Parmi les manifestants, Ueli Leuenberger, conseiller national, Max Schneider, ex-député au Grand Conseil et Alain Pirat, candidat Vert tranfrontalier au Conseil national menaient le petit groupe réuni devant le Consulat pour protester contre la politique énergétique en France. Selon Alain Pirat, «le nucléaire est un enjeu qui dépasse les frontières. Au-delà des intérêts économiques, il existe une véritable communauté de vie entre la France voisine et le canton de Genève». Le candidat transfrontalier au Conseil national souhaite ainsi profiter de l’apport de la démocratie locale pour faire avancer sa cause.
Ueli Leuenberger tient des propos plus acerbes à l'égard du Premier ministre: «Alors même que François Fillon vante les mérites du nucléaire à Bugey, nous rappelons qu'il s'agit de la technologie la plus dangereuse qui existe». Et de préciser «Bugey est à moins de 80 km de Genève.
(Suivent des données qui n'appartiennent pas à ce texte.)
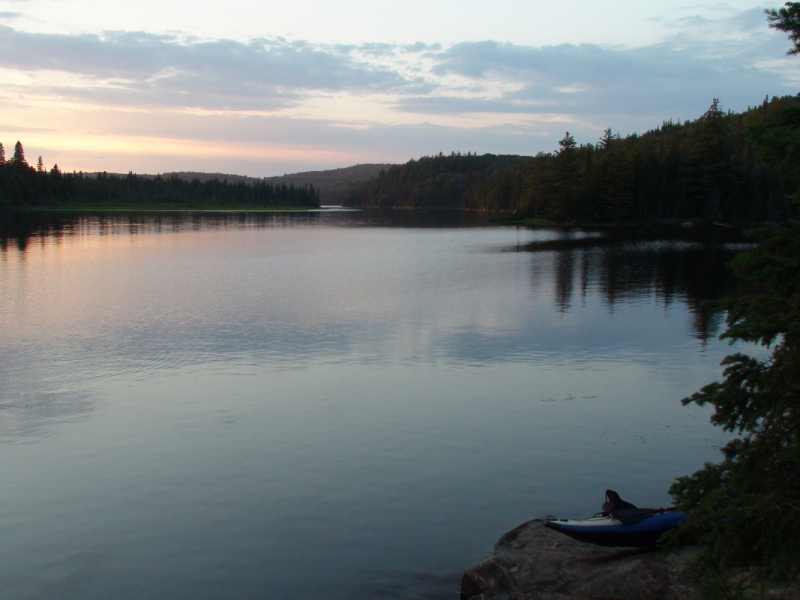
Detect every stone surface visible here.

Ce n’est pas seulement une des plus anciennes centrales de France, elle doit devenir un dépôt radioactif pour toute la France».
Les Verts ont saisi l'occasion pour saluer la politique allemande qui a décidé la sortie du nucléaire et inciter la Suisse à en faire autant. Car, si le Conseil fédéral et le Conseil national sont favorables à un arrêt de cette source d'énergie, la Confédération n’a pas encore fait le pas. «Ce que nous demandons aujourd'hui, c'est l'abandon du budget le plus rapidement possible, comme nous avons réussi à arrêter Creys-Malville. La centrale du Bugey n'est plus conforme aux normes sismiques actuelles. En cas de tremblements de terre, il subsiste de grands dangers», explique l'ex-député au Grand Conseil Max Schneider.